BERKELEY, CA — Neville Smith, scientific director for the Advanced Light Source of the Lawrence Berkeley National Laboratory (Berkeley Lab) and a leading authority in the field of photoemission spectroscopy, died at his home in Berkeley of cancer on August 18, 2006. He was 64.

Neville Smith spacer image
Neville Smith

A native of England with a Ph.D. in physics from Cambridge University, Smith came to the United States in 1966. After doing post-doctoral research at Stanford University under photoemission spectroscopy pioneer William Spicer, Smith joined the staff at AT&T Bell Laboratories in Murray Hill, New Jersey. There he spent the next 25 years carving a name for himself in the use of x-rays to study the electronic structure of solids and surfaces. In 1991 he was awarded the prestigious Davisson-Germer Prize of the American Physical Society for his contributions to the development of momentum-resolved photoemission spectroscopy.

Smith returned to the Bay Area in 1994, when he was named by then Berkeley Lab director Charles Shank to be the first scientific program head of the Advanced Light Source (ALS), a U.S. Department of Energy (DOE) national user facility that is one of the world’s premier sources of x-ray beams for scientific research. Under his leadership, the ALS scientific program has thrived.

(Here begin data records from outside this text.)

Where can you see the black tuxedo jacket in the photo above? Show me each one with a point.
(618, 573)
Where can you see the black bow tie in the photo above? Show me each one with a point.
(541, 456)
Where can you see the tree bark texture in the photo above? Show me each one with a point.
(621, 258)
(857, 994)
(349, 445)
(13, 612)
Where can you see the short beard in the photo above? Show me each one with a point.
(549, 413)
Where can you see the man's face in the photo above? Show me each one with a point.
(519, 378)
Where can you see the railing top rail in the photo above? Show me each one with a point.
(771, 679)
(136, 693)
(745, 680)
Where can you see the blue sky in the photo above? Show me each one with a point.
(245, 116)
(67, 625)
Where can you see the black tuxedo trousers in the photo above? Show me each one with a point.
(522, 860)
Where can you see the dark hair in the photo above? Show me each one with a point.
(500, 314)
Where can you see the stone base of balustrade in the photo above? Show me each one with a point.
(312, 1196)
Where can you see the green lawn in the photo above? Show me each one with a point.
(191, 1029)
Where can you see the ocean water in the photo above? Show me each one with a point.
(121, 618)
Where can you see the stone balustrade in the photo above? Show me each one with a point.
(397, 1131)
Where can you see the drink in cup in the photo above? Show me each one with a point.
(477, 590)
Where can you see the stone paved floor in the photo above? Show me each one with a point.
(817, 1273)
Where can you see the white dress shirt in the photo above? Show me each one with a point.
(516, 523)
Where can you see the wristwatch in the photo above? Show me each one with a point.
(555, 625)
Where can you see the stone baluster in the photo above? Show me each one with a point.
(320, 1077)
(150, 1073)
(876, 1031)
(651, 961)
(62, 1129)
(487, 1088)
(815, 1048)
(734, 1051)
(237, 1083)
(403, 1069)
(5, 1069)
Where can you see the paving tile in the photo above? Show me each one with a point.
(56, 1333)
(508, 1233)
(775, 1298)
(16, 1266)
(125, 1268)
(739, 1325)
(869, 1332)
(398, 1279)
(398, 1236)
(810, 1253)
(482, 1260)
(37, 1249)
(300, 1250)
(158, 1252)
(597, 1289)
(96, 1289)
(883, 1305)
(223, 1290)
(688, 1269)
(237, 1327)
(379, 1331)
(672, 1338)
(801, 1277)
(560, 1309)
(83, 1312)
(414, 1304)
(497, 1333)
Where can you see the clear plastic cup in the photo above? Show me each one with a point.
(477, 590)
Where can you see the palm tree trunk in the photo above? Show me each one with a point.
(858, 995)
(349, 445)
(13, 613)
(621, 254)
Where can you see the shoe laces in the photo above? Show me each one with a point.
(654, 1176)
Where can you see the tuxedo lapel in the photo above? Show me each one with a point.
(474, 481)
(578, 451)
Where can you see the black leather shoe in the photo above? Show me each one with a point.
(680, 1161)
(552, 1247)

“It is not the number of warm bodies on the floor but the quality of science produced that is the true measure of a user facility’s success,” Smith once said. During his tenure as scientific director, the number of scientific users of the ALS grew from a few hundred to several thousand.

Smith’s death was unexpected and took his friends and colleagues by surprise.

Said Berkeley Lab director and Nobel laureate Steven Chu, who also was a member of the scientific staff at AT&T Bell Laboratories, “The sudden, tragic loss of Neville Smith is a great blow to the ALS and to the entire synchrotron community. He was a distinguished scientist who, in his quiet and unassuming way, played a crucial role in building the quality of the scientific program of the ALS into the stellar program that it is today.”

Patricia Dehmer, who became the Associate Director of Science for DOE’s Office of Basic Energy Sciences, the principal funding agency of the ALS, not long after Smith came to Berkeley, knew Smith as both a colleague and a friend.

“As its scientific director, Neville shepherded the Advanced Light Source to international prominence making it one of the most scientifically productive and important facilities in the world,” said Dehmer. “Moreover, his wisdom, maturity, innovativeness, and diplomacy made him a leader in thenational and international light source community. He was a good friend to everyone, particularly those of us in the Department of Energy. We will miss him very much.”Smith’s ALS colleagues remembered him for his personal warmth as well as for his scientific leadership and expertise.

Said interim ALS director Janos Kirz, “Neville was a dear friend over the last 25 years. He was respected and liked by the entire synchrotron radiation community for his solid scientific judgment, and his fine sense of humor. His passing is an enormous loss.”

Ben Feinberg, deputy director of the ALS and another long-time colleague had this to say. “Neville and I worked together closely from the time he first started at the Lab. The ALS and I, personally, will miss him as a friend and confidant, and for his clear, insightful, and playful approach to both scientific and organizational challenges.”

Smith had continued his own scientific research throughout his tenure as ALS scientific director. At the time of his death, he held an Alexander von Humboldt Fellowship that sponsored a research collaboration with colleagues at the BESSY II synchrotron light source in Berlin.Smith is survived by his wife Elizabeth (Betsy), two daughters, Katherine (Kaci), and Elizabeth (Libby), a daughter-in-law, Arin, and a sister Kathleen France, who lives in England. There will be no funeral, but a memorial service to celebrate Smith’s life will be held later in the fall.